On m’a dit que c’était acceptable de publier un bilan de l’année écoulée jusqu’à fin janvier… Donc, on va faire comme si c’était toujours valable en février, d’accord? Voici le bilan 2020 du blog! J’ai décidé de me livrer à l’exercice en remplacement de l’article anniversaire que je n’ai pas écrit en août. Ce sera aussi l’occasion de mettre en lumière quelques lectures que je n’ai pas chroniquées.

2020, une année en demi-teinte

On ne va pas se mentir, 2020 a été pauvre en chroniques. La faute à des pannes de lecture à répétition, une longue série de livres qui ne m’ont pas laissé un souvenir impérissable et sur lesquels je n’avais pas grand-chose à dire, un deuxième semestre très chargé professionnellement, et l’arrivée dans mon foyer de la Nintendo Switch (j’avoue).

D’un autre côté, le blog a été bien plus fréquenté en 2020 qu’en 2019. Avec près de 17’000 utilisateurs et 30’000 pages vues, le trafic a presque quintuplé en un an! Un effet du confinement? C’est possible. J’espère aussi y voir les retombées du travail accompli sur le SEO, aspect que j’avais totalement négligé au début du blog. Entre ces efforts et le fait que le blog a atteint ses quatre ans, un âge déjà respectable, Google a maintenant certaines de mes pages à la bonne! Il s’agit d’ailleurs toujours du même tiercé:

  • Ma liste de blogs littéraires à suivre, qui commence pourtant à dater
  • Mon avis sur la box littéraire Kube;
  • Mon article sur l’attachement aux personnages fictifs et les études réalisées sur le sujet en psychologie.

Tous ces constats se lient pour dessiner ce qui pourrait être une évolution naturelle du blog à l’avenir: moins d’articles, mais plus fouillés et davantage axés sur des thématiques en lien avec la lecture que sur des livres en particulier. Les chroniques resteront toujours présentes, mais seront de plus en plus dédiées seulement à des livres marquants ou qui m’inspirent une analyse que j’ai envie de transmettre.

Tasse et livres
© Elia Jardim – Unsplash

 

Côté lectures

Justement, quelles sont les lectures qui ont marqué 2020 en dehors de celles qui ont déjà eu droit à un avis détaillé? Petit florilège!

Le classique: Dune, de Frank Herbert

J’avais depuis un moment envie de m’attaquer à ce grand classique de la SF. L’occasion s’est présentée de le faire dans le cadre d’une lecture commune avec la team #ObjectifDune sur Twitter, en prévision de la sortie du film fin 2020 (désormais repoussée à l’automne 2021). Dune a une réputation d’oeuvre complexe, et celle-ci est méritée! L’univers crée par Frank Herbert est extrêmement riche (la taille du glossaire et des annexes qui en détaillent divers aspects le prouve) et son intrigue qui mêle enjeux politiques, économiques et religieux ne l’est pas moins. Dune mobilise tous les ressorts de la tragédie grecque autour de la colonisation de la planète de sable Arrakis et du destin de Paul Atréides, l’Elu d’une prophétie mystérieuse.

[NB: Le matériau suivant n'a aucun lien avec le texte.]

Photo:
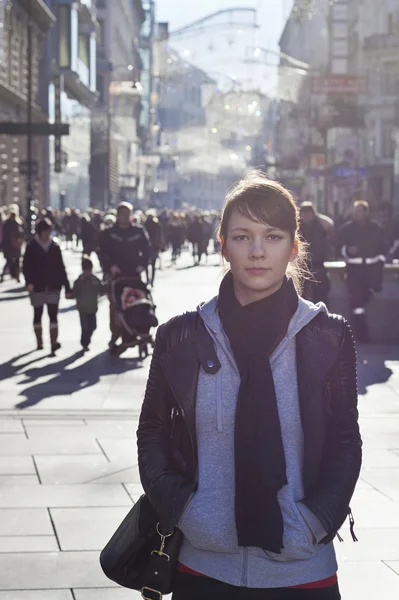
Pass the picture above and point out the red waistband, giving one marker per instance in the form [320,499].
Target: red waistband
[324,583]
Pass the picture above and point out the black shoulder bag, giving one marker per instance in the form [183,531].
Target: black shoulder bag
[141,556]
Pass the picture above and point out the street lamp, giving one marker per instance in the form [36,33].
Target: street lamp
[130,68]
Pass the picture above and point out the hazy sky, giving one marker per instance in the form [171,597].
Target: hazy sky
[271,13]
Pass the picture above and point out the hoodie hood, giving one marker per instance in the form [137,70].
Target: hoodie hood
[305,313]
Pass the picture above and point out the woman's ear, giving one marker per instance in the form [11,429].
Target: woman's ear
[225,254]
[295,250]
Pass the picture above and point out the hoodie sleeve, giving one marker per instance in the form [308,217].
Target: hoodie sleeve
[316,528]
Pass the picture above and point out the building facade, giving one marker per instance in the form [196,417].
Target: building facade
[115,141]
[14,19]
[374,53]
[71,61]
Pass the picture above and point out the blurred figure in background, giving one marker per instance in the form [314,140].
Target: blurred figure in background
[390,227]
[89,235]
[87,289]
[315,235]
[197,235]
[154,231]
[13,238]
[67,228]
[125,251]
[363,248]
[45,276]
[176,235]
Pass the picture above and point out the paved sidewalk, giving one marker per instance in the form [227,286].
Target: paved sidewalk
[68,463]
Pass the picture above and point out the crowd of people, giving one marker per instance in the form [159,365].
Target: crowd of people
[132,244]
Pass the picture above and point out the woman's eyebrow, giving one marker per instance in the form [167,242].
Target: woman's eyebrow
[248,230]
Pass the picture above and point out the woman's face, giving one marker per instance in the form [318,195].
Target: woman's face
[45,235]
[258,255]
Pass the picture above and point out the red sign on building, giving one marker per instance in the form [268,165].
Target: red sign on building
[338,84]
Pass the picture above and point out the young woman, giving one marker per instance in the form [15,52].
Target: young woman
[248,438]
[45,275]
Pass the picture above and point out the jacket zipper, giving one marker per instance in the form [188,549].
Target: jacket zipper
[352,525]
[244,576]
[219,411]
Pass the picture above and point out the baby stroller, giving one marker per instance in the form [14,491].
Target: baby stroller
[135,311]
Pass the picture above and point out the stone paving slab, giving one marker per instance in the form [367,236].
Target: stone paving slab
[102,594]
[135,490]
[368,581]
[11,426]
[37,595]
[71,468]
[26,521]
[117,449]
[33,543]
[384,480]
[86,528]
[17,465]
[64,496]
[51,570]
[379,457]
[394,565]
[372,509]
[129,475]
[18,445]
[19,480]
[374,545]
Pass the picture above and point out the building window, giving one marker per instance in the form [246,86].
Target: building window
[391,79]
[340,48]
[388,141]
[100,33]
[340,12]
[339,66]
[64,44]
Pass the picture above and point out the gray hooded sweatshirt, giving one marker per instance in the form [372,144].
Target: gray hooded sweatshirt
[210,543]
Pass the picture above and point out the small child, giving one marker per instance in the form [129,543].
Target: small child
[86,289]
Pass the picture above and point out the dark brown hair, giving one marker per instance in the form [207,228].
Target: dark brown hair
[266,201]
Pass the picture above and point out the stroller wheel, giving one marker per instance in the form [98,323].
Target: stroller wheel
[143,351]
[114,350]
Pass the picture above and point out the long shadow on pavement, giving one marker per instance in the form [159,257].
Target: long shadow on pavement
[9,369]
[11,298]
[371,365]
[70,381]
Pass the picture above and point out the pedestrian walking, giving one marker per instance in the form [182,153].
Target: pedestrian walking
[248,439]
[89,236]
[363,248]
[87,289]
[12,242]
[124,252]
[198,237]
[313,232]
[45,276]
[154,230]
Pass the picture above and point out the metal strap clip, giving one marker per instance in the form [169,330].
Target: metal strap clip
[161,552]
[145,589]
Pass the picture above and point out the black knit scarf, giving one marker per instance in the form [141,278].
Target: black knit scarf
[254,331]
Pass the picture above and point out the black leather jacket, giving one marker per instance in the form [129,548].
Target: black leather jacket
[326,365]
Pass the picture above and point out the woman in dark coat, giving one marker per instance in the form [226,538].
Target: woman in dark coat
[248,440]
[45,276]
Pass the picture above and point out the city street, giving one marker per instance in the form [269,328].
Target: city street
[68,461]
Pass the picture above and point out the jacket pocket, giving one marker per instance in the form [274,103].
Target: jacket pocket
[297,539]
[208,523]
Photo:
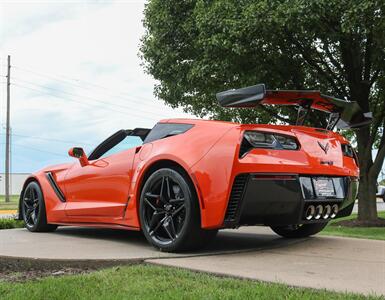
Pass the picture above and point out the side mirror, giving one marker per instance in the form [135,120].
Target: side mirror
[79,153]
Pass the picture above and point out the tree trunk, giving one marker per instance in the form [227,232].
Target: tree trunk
[367,206]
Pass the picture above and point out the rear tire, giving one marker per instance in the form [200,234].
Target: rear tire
[170,214]
[298,231]
[33,209]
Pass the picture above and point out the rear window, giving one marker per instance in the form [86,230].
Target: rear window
[162,130]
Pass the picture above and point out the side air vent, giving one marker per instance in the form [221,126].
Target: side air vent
[235,197]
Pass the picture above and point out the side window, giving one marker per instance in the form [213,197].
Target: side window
[162,130]
[128,143]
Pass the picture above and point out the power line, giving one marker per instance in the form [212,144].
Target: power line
[76,82]
[84,103]
[39,150]
[49,139]
[84,97]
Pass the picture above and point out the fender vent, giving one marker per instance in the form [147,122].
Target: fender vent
[235,197]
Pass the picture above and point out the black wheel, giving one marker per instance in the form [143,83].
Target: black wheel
[33,209]
[169,212]
[299,231]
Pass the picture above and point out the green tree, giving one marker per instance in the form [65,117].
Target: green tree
[195,48]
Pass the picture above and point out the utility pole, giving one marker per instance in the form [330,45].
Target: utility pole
[7,132]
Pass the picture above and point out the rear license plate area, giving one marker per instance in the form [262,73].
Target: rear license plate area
[324,187]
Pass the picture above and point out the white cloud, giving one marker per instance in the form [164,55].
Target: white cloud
[100,87]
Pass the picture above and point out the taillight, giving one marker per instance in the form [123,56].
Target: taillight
[348,151]
[267,140]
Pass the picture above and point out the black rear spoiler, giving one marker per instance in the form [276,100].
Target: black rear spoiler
[343,114]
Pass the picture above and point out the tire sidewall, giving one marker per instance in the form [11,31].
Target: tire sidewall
[189,208]
[36,186]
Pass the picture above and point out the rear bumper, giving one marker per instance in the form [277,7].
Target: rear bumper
[282,199]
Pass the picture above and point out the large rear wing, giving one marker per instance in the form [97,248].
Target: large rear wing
[343,114]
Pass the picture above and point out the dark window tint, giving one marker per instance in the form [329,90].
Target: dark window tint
[162,130]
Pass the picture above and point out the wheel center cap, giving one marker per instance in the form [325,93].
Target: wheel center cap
[167,207]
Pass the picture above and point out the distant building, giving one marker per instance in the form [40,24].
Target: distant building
[16,183]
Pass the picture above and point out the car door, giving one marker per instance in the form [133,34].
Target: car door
[100,188]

J’ai apprécié ce roman, même si j’ai peu accroché au style de l’auteur et suis un peu restée sur ma faim devant un dénouement trop rapide. Le fait de partager ma lecture avec les autres membres du groupe, avec des objectifs et des discussions hebdomadaires, a certainement beaucoup contribué à ce sentiment positif! Pour une première expérience de lecture commune, c’était vraiment réussi et je me réjouis de réitérer cette année avec une partie de l’équipe pour un autre classique encore plus épais que Dune: Le Comte de Monte-Cristo!

La surprise: Crescent City, de Sarah J. Maas

Je me suis laissée tenter par ce roman sur la chaleureuse recommandation d’une Twitta de bon conseil, et il m’a déstabilisée. Pourquoi? Parce que je l’ai aimé en dépit d’un nombre impressionnant de défauts. Des personnages masculins qui rassemblent tous les clichés du mâle alpha, un personnage féminin qui fait pareil mais avec ceux de l’héroïne badass, un plot twist qui frôle la tromperie, une romance prévisible… Et pourtant, il m’a séduite avec un univers original et complexe: urbain, contemporain, qui pourrait être le nôtre sans la présence de la magie et d’un melting-pot de métamorphes, vampires, sorcières, esprits élémentaires, faë ou anges qui tous dominent les humains, plus ou moins réduits en esclavage. J’ai aussi aimé les personnages secondaires attachants et une amitié fusionnelle aussi touchante que la romance est convenue. Mais surtout, Crescent City m’a conquise dans les 200 dernières pages, dignes d’un blockbuster, que j’ai lues en apnée et en passant du rire aux larmes. Pour l’espoir de revivre ce genre de moments, je signe pour les suites!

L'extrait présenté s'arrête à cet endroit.